Mostly uncorrelated variables – some that are correlated tend to be because they were created by that variable (reordered / product_reorder_ratio). We do find that reorder_rate & add_to_cart_order have a negative relationship, alongside reorder_rate & order_size. Total_reorders has a positive correlation w/ product_count_day & product_count_hour.

Model Building

For our models – we have a huge data set (32m observations). I tried running it with the full dataset initally, and it takes waaay too long as it is computationally very expensive on my macbook. Instead, I decided to first subset a random sample of the data so it moves down from 32m obs -> 8m obs, 1/4 of the full data set. I understand by doing this we lose a lot of our data, but it is still large enough where I don’t expect this to be enough of a problem – our data is still very low-dimensional.

After subsetting the data, I then employed mini-batch training, which includes taking subsets of our shrunken data set defined as “batches” and apply regression models to this subset.
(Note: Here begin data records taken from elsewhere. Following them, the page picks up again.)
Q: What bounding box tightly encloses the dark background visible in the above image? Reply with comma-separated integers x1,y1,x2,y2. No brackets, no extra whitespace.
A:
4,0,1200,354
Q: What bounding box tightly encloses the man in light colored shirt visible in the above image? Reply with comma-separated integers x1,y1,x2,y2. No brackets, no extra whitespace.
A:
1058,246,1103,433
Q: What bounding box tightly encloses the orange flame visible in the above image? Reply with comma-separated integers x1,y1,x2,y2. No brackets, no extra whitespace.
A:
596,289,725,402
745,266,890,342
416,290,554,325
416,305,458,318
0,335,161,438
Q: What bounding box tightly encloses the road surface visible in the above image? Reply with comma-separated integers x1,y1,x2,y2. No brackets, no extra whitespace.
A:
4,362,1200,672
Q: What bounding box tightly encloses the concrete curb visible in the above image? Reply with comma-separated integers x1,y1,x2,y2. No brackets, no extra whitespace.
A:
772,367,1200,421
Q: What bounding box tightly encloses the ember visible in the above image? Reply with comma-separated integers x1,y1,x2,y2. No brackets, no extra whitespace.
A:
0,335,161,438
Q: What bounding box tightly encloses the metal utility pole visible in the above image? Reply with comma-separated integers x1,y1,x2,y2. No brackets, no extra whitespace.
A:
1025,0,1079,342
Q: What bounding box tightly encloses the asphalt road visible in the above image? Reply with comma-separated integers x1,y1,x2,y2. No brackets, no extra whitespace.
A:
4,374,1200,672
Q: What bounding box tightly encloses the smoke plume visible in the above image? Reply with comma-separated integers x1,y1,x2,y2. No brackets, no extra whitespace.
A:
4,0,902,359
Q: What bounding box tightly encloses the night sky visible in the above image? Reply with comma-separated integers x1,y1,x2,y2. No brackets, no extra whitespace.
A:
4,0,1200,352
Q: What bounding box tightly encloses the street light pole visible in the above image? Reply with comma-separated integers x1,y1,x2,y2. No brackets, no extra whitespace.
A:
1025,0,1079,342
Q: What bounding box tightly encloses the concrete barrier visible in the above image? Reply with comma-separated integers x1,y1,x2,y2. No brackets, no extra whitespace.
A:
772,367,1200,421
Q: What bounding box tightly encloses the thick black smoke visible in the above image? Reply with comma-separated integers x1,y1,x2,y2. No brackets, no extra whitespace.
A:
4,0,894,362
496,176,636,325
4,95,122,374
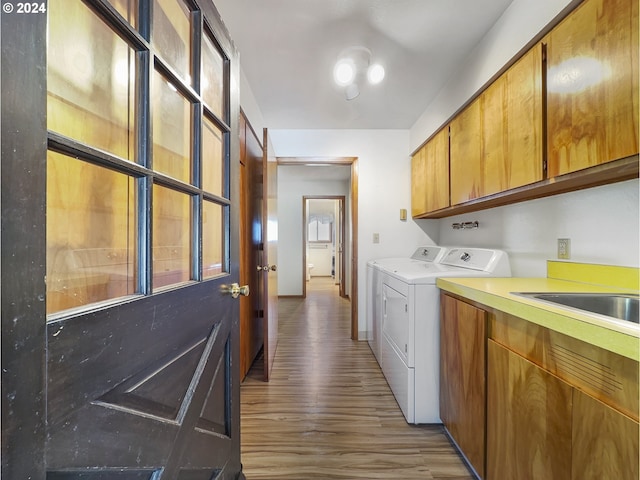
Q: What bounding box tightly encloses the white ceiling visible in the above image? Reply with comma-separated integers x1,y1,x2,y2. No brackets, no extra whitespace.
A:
213,0,512,129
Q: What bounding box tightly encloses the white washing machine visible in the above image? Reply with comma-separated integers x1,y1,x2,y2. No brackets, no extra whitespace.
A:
379,248,511,424
367,245,447,366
We then iterate through this and update our model using each iteration. We run this algorithm until we hit the total number of batches, which is defined by the size of our training data set divided by the batch size (an arbitrary number we set – not too high or else the model trains very slow).

# data set is huge -- need to split it up randomly and rerun it -- use mini-batch training
# First -- create a subset of the original data set 1/4 of the size (32m -> 8m)
set.seed(444)
full_order_data <- full_order_data[sample(nrow(full_order_data), 8000000),]

# Second -- split original data set into training & test data (80/20)
train_index <- sample(1:nrow(full_order_data), 0.8*nrow(full_order_data))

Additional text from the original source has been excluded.